Epitope-Based Immunoinformatics Approach on Nucleocapsid Protein of Severe Acute Respiratory Syndrome-Coronavirus-2.
Ahmed RakibSaad Ahmed SamiMd Ashiqul IslamShahriar AhmedFarhana Binta FaizBibi Humayra KhanamKay Kay Shain MarmaMaksuda RahmanMir Muhammad Nasir UddinFirzan NainuTalhah Bin EmranBernabé Nuñez-EstevezPublished in: Molecules (Basel, Switzerland) (2020)
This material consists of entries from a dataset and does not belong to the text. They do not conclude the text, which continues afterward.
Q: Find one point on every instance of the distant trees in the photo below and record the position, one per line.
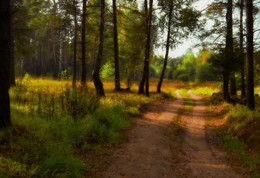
(179, 19)
(5, 57)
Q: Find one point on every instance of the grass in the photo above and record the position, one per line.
(54, 127)
(240, 137)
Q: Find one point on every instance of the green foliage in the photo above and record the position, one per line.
(233, 144)
(106, 124)
(107, 71)
(13, 169)
(186, 71)
(61, 163)
(240, 135)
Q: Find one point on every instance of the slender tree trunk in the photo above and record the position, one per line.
(228, 50)
(75, 45)
(250, 55)
(5, 57)
(83, 44)
(241, 46)
(149, 39)
(145, 79)
(142, 82)
(233, 85)
(167, 50)
(12, 59)
(96, 75)
(116, 49)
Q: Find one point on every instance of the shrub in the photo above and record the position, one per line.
(60, 162)
(106, 124)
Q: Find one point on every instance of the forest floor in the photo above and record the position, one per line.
(170, 140)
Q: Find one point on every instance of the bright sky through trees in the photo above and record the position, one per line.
(188, 44)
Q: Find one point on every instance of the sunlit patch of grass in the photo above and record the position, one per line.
(240, 135)
(15, 169)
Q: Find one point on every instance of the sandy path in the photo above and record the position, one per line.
(198, 158)
(153, 152)
(148, 153)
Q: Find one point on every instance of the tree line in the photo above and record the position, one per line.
(63, 38)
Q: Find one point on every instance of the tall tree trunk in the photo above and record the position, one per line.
(167, 49)
(228, 50)
(233, 85)
(145, 79)
(12, 59)
(5, 57)
(148, 55)
(83, 45)
(96, 75)
(142, 82)
(241, 46)
(75, 45)
(116, 49)
(250, 55)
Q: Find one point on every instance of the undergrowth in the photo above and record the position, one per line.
(240, 137)
(53, 123)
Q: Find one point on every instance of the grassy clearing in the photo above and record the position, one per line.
(240, 136)
(54, 126)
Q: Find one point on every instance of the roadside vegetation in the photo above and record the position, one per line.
(239, 133)
(55, 128)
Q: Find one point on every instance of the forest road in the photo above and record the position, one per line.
(199, 158)
(152, 150)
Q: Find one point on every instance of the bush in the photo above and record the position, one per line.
(60, 162)
(106, 124)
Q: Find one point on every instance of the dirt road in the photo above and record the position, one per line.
(152, 152)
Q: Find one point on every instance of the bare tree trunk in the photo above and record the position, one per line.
(5, 54)
(116, 50)
(12, 59)
(145, 79)
(83, 44)
(167, 50)
(241, 46)
(250, 55)
(142, 82)
(96, 75)
(233, 85)
(75, 45)
(228, 50)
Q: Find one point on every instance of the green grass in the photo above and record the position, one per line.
(237, 133)
(54, 127)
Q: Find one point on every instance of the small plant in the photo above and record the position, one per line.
(106, 125)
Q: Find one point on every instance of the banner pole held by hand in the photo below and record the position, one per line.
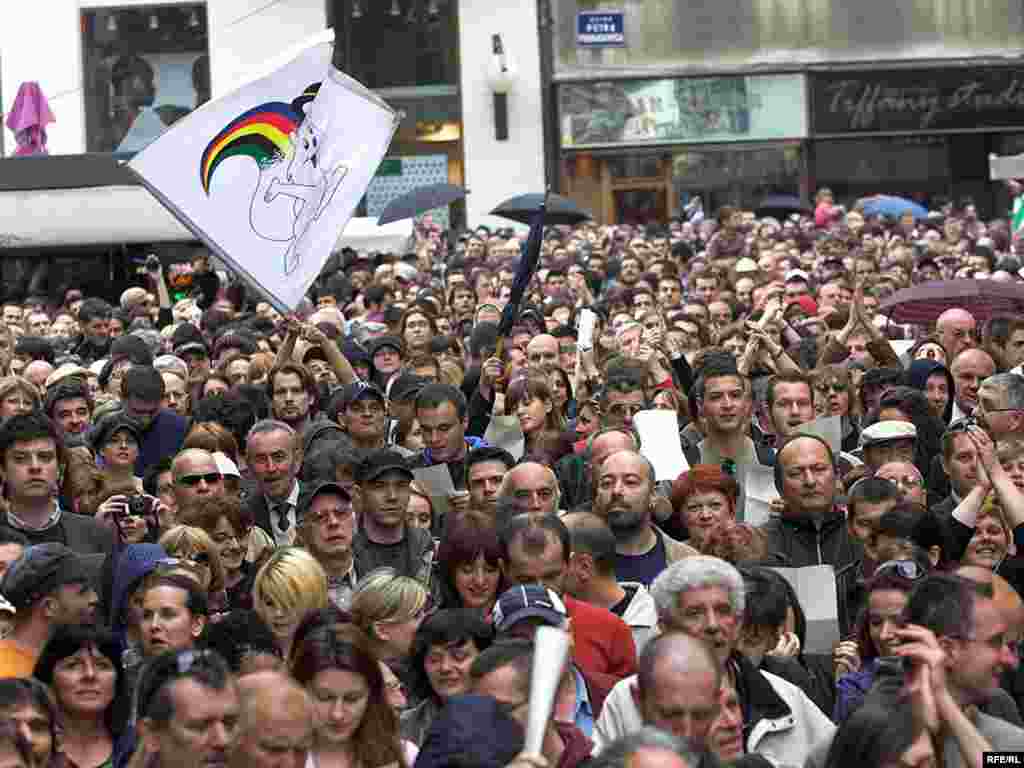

With an increasing fatality rate, severe acute respiratory syndrome-coronavirus-2 (SARS-CoV-2) has emerged as a promising threat to human health worldwide. Recently, the World Health Organization (WHO) has announced the infectious disease caused by SARS-CoV-2, which is known as coronavirus disease-2019 (COVID-2019), as a global pandemic. Additionally, the positive cases are still following an upward trend worldwide and as a corollary, there is a need for a potential vaccine to impede the progression of the disease. Lately, it has been documented that the nucleocapsid (N) protein of SARS-CoV-2 is responsible for viral replication and interferes with host immune responses. We comparatively analyzed the sequences of N protein of SARS-CoV-2 for the identification of core attributes and analyzed the ancestry through phylogenetic analysis. Subsequently, we predicted the most immunogenic epitope for the T-cell and B-cell. Importantly, our investigation mainly focused on major histocompatibility complex (MHC) class I potential peptides and NTASWFTAL interacted with most human leukocyte antigen (HLA) that are encoded by MHC class I molecules. Further, molecular docking analysis unveiled that NTASWFTAL possessed a greater affinity towards HLA and also available in a greater range of the population. Our study provides a consolidated base for vaccine design and we hope that this computational analysis will pave the way for designing novel vaccine candidates.